MiFID 2 research payment model: the dust settles and ‘absorb’ wins
MiFID 2 research payment options: 'Pass on' or 'absorb'
Under MiFID 2 asset managers have two options for how to pay for third party research. Firstly, they can continue to charge costs for third party research to the fund, but this will require new processes (define budgets, assess quality, assure proper allocation). Let’s call this the ‘pass on’ option. Secondly, they can take the respective costs via their own P&L. We call this the ‘absorb’ option. The latter comes with less red tape, but will have a negative impact on margins (and the pot available for variable compensation). Unless, the asset managers can raise prices, i.e. the fees charged for investment management.
BlackRock and other key players opted for ‘absorb’ last week
JP Morgan AM and T Rowe Price have opted for ‘absorb’ in August already. In early September we then saw Allianz Global Investors and Northern Trust joining the ‘absorb’ camp as well. However, it really got interesting last week when Newton, Aviva and Standard Aberdeen, Deutsche Asset Management and Franklin Templeton all opted for ‘absorb’, and then on Thursday industry behemoth Blackrock announced to absorb costs for external research as well.
Then Schroders, Union, Invesco and Janus Henderson switched camp
This swift strengthening of the ‘absorb camp’ seemed to accelerate a reassessment at Schroders, Union Invesco and Janus Henderson. In any case all four of them then announced on Friday that they abandon their plans to go for the ‘pass on’ option and join the ‘absorb’ camp.
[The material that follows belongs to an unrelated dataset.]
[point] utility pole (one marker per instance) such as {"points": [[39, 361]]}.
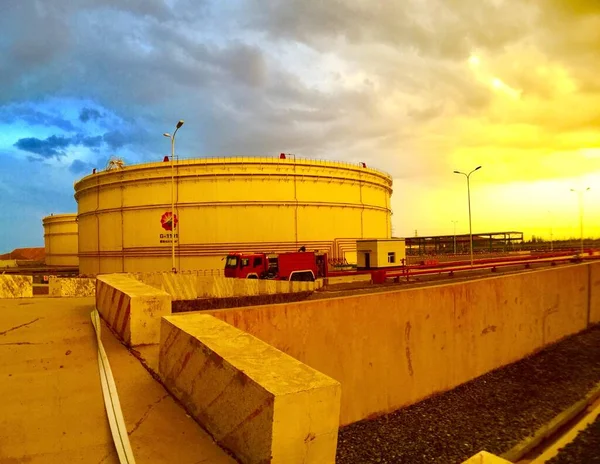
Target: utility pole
{"points": [[469, 201], [580, 194], [551, 234], [172, 137], [454, 222]]}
Quite lonely in the ‘pass-on’ camp now. ‘Absorb’ very likely to be the dominant model
There are still some sizeable players that stick to the ‘pass on’ option like French Amundi, BNP and Carmignac, German Deka and British Man Group. And there are also quite a number of very large players like Fidelity, UBS and Capital that have not communicated their decision. However, plotting the cumulated AuM of the firms that have opted for a camp already it seems to us that ‘absorb’ has strong momentum.
Additionally considering that advocating ‘pass on’ by now has become a PR & marketing nightmare we think it now is highly likely that ‘absorb’ will become the dominant model for paying third party research under MiFID2.
Impact: lower margins, higher prices, less brokers, more independent research providers
The outcome of this for the industry is not clear, but its ingredients are: It will be a mixture of lower margins (Oliver Wyman forecasts a drop in profits of 4-7%), consolidation in asset management, potentially higher prices for the asset managers’ clients, less brokers (as in many cases their costs for producing and distributing research are too high) and more independent research providers (low overhead, focussed on niches).
Next stop: Procurement of ‘corporate access’
Considering that MiFID 2 is only a quarter away and we have now quite some clarity on the prevailing payment model for research we expect asset managers and brokers to accelerate their research negotiations. We then expect that the asset managers (and their compliance officers) will have a closer look at how they source and (potentially) pay for the various forms of corporate access like roadshows, reverse roadshows and conferences they still might want to have in 2018.